= Theotokos Euergetis Monastery =

The monastery of Theotokos Euergetis (Θεοτόκος Εὐεργέτις) was a monastery in the European suburbs of the Byzantine capital, Constantinople, established in 1049 and surviving until the 13th century.

==History==
The monastery was founded in 1049, when a certain Paul retired to his estate, located some 3 km from the walls of Constantinople, and settled there as a monk. He was joined by several other monks, and a number of cells were erected to house this small community. When Paul died in 1054, his successor as abbot, Timothy, became the monastery's second founder. Timothy managed to accumulate sufficient funds to build a new church and larger cells, and in c. 1055 he issued the monastery with new regulations in the form of two charters (typika): one for the rules of daily life, and one for its liturgy.
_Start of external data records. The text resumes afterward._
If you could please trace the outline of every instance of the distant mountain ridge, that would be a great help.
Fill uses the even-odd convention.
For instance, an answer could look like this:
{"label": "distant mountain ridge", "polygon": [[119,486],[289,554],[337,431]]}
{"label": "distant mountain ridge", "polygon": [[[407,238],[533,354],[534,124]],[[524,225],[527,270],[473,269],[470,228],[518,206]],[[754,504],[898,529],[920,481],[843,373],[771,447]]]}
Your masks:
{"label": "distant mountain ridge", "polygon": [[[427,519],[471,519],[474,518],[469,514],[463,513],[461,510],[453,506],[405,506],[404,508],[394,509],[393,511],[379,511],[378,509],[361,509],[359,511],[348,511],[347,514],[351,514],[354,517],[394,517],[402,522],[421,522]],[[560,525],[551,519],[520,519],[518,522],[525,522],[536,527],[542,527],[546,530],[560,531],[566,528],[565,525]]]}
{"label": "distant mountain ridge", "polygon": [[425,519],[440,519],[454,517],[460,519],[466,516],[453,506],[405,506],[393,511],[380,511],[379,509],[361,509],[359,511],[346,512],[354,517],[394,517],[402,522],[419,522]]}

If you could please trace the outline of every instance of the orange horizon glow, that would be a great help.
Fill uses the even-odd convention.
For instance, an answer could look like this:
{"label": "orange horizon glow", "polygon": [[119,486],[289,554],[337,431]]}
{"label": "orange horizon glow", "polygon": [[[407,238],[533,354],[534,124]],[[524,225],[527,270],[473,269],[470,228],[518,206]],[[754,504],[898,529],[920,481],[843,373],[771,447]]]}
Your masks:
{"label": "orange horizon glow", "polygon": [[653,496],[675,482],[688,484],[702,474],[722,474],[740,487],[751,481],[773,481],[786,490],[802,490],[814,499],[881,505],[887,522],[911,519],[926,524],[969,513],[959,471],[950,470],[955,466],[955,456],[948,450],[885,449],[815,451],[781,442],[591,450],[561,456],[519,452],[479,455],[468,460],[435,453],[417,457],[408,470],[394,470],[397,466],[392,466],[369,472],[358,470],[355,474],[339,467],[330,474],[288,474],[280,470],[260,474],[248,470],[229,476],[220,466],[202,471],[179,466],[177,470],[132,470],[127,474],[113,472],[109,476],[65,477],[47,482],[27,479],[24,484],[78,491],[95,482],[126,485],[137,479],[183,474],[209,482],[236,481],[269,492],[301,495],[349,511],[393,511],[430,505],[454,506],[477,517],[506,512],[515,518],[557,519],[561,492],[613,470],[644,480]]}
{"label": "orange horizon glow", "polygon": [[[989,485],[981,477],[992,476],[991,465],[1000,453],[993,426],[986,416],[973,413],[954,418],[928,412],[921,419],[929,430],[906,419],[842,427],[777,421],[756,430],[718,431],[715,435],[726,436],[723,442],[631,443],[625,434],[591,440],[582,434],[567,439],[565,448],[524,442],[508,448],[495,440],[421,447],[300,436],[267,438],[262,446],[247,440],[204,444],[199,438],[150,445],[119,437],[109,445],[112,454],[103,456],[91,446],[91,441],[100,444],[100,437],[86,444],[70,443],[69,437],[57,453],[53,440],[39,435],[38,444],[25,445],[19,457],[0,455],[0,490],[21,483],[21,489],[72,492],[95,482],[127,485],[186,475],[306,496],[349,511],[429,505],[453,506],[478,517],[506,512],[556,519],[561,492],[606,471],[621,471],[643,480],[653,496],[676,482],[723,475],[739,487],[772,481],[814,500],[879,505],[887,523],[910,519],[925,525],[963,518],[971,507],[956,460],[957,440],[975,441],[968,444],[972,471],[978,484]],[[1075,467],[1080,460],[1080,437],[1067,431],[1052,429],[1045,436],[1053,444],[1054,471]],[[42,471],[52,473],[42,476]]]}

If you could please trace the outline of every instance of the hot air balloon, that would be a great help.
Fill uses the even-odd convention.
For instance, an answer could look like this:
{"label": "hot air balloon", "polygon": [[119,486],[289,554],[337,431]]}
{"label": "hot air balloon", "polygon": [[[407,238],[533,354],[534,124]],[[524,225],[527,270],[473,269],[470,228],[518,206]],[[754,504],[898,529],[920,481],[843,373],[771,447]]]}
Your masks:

The former was used as a model for the foundation typika of a number of major Byzantine monasteries, such as those of Theotokos Kosmosoteira, Heliou Bomon, Kecharitomene, and Hilandar, and is the main source of information about the Theotokos Euergetis monastery itself.

According to the typikon, the monastery also included a hospice for travellers, and had a dependency (metochion) within Constantinople. One of the main benefactors of the monastery was the Serbian prince and archbishop Saint Sava, who visited it often between 1196 and 1235. During the Latin Empire, the monastery became a dependency of the monastery of Monte Cassino, but it appears that the Greek monks of Euergetis were allowed to remain. The monastery disappears from the record after the 13th century.